A la peine en championnat, le FC Azzurri a l’occasion de sauver sa saison en Coupe bernoise.
Avant d’affronter Interlaken en finale, samedi, l’entraîneur du pensionnaire de la Champagne Sergio Makengo estime que ce rendez-vous a un rôle à jouer dans la quête du maintien en 2e ligue.
Au coeur d’un exercice compliqué, le FC Azzurri dispose d’une opportunité de redorer quelque peu son blason, samedi en finale de la Coupe bernoise. Une année après avoir été sacré à Zollbrück au terme d’une partie épique contre Frutigen, le club italo-biennois rêve de conserver son titre. Sur les installations sportives du finaliste malheureux de 2025, il défie dès 18h Interlaken, autre écurie de 2e ligue.
Cette rencontre revêt également une importance en vue de la saison prochaine car le lauréat de la Coupe bernoise sera qualifié pour la prochaine édition de la Coupe de Suisse. «On a envie de revivre les mêmes émotions que l’an dernier. Pour le club, ce serait chouette de rejouer la Coupe de Suisse. Une finale est un match particulier et on va tout faire pour l’emporter», prévient l’entraîneur Sergio Makengo.
Insuffler une dynamique positive
Moribonde en championnat, la lanterne rouge du groupe Jura/Seeland de sixième division a peu de chances d’éviter la culbute en 3e ligue. Elle accuse sept points de retard sur Courrendlin-Courroux, premier non-relégable. Pour autant, Sergio Makengo estime que le match de samedi pourrait être à l’origine d’une folle remontée. «Dans notre situation, une victoire contre Interlaken apporterait confiance et énergie en vue des quatre derniers matches de championnat», avoue-t-il.

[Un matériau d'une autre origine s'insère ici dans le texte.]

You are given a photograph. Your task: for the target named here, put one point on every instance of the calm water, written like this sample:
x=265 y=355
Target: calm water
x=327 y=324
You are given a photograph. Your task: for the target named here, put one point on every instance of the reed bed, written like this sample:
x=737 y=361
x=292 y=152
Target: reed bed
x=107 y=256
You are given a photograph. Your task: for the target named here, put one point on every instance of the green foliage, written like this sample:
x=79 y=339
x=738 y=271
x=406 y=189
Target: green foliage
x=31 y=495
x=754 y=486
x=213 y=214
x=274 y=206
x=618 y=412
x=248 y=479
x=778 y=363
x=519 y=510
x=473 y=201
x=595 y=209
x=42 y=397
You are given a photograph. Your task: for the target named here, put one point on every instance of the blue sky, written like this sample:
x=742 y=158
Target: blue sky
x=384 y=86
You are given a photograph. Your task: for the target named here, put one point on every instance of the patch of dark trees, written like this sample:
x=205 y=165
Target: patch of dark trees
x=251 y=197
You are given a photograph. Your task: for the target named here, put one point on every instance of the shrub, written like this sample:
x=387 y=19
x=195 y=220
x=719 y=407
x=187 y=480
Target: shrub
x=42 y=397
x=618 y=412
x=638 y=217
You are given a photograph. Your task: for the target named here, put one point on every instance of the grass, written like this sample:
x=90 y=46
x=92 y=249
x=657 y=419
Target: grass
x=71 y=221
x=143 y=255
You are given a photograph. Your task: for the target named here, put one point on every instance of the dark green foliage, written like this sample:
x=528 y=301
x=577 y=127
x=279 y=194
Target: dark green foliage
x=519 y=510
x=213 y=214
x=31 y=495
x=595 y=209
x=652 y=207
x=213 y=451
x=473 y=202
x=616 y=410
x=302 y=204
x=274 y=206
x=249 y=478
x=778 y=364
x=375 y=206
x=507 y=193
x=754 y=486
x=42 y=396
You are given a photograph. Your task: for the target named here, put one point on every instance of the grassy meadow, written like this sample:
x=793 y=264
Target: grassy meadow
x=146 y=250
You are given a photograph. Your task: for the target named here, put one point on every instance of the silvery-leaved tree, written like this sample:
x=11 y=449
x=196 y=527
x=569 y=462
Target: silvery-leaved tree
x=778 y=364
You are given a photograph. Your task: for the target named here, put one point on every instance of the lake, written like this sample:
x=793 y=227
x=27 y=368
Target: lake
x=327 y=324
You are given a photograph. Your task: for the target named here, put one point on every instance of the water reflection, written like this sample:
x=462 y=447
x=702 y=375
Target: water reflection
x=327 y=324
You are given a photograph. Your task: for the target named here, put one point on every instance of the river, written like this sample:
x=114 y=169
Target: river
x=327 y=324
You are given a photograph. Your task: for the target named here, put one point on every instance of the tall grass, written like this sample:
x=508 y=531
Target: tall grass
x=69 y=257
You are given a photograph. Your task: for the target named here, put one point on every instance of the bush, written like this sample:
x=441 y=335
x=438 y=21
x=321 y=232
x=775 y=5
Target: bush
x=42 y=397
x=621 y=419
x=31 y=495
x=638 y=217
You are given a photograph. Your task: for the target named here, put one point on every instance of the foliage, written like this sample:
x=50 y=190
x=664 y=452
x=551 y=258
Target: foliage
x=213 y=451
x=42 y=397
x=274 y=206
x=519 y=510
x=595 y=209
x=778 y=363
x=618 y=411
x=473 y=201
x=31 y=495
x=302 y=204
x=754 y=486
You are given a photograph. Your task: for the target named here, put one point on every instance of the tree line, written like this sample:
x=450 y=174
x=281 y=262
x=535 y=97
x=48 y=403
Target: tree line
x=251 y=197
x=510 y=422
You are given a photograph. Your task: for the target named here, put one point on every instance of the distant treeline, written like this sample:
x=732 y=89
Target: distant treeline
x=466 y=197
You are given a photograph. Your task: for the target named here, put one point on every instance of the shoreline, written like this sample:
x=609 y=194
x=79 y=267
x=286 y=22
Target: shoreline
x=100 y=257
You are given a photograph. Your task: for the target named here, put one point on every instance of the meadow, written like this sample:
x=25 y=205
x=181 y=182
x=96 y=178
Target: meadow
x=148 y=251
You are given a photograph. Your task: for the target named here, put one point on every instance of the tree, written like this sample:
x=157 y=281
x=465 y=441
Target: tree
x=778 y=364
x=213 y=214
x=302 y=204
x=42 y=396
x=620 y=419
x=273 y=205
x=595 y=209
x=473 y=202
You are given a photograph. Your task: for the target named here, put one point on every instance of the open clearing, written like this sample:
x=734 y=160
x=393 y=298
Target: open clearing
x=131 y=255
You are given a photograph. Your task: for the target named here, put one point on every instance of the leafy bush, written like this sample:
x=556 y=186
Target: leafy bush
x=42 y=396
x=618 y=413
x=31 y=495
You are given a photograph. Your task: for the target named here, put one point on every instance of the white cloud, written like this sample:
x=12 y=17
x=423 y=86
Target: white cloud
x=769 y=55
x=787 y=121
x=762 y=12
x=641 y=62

D’ailleurs, depuis quelque temps, le pensionnaire de la Champagne va un peu mieux et vient de récolter sept points lors de ses trois dernières sorties. De quoi réjouir le successeur de Rocco Cinotti, dont les débuts sur le banc n’avaient pas engendré le choc psychologique espéré. «Notre victoire contre Porrentruy (réd: le 10 mai) a fait du bien. Dans l’attitude, on se bat davantage. On doit poursuivre sur cette lancée», confie le Biennois aux racines angolaises.
Pour se donner toutes les chances de réussir, l’intéressé n’a pas hésité à demander à Julien Segard de l’épauler. «Mon objectif est que tout se passe bien pour Azzurri. Je connais Julien depuis longtemps car je l’ai eu comme entraîneur. Il est expérimenté et ses conseils sont précieux. Nous discutons durant les matches pour adapter certaines choses», indique Sergio Makengo.
Des infos sur Interlaken récoltées via vidéo
Samedi, le tandem se devra ainsi de trouver des solutions contre un adversaire qui occupe le 6e rang de l’autre groupe de 2e ligue. «Pour l’avoir observée à plusieurs reprises à la vidéo, Interlaken est une très belle équipe. Elle se base sur un jeu très direct vers l’avant. Nous devrons être prêts à répondre à cela», souligne Sergio Makengo. «Dans une telle affiche, le classement importe peu. Mon effectif est capable de battre tout le monde.»
Les défenseurs de la formation biennoise devront entre autres se méfier de la fine gâchette Nico Hodler. Meilleur buteur du championnat, l’attaquant a déjà fait trembler les filets à 21 reprises. A noter que pour cette finale, Azzurri sera privé notamment de Christopher Mamona, suspendu après son expulsion le week-end dernier contre Birse, ainsi que d’Yvano Fleury, absent pour des raisons familiales.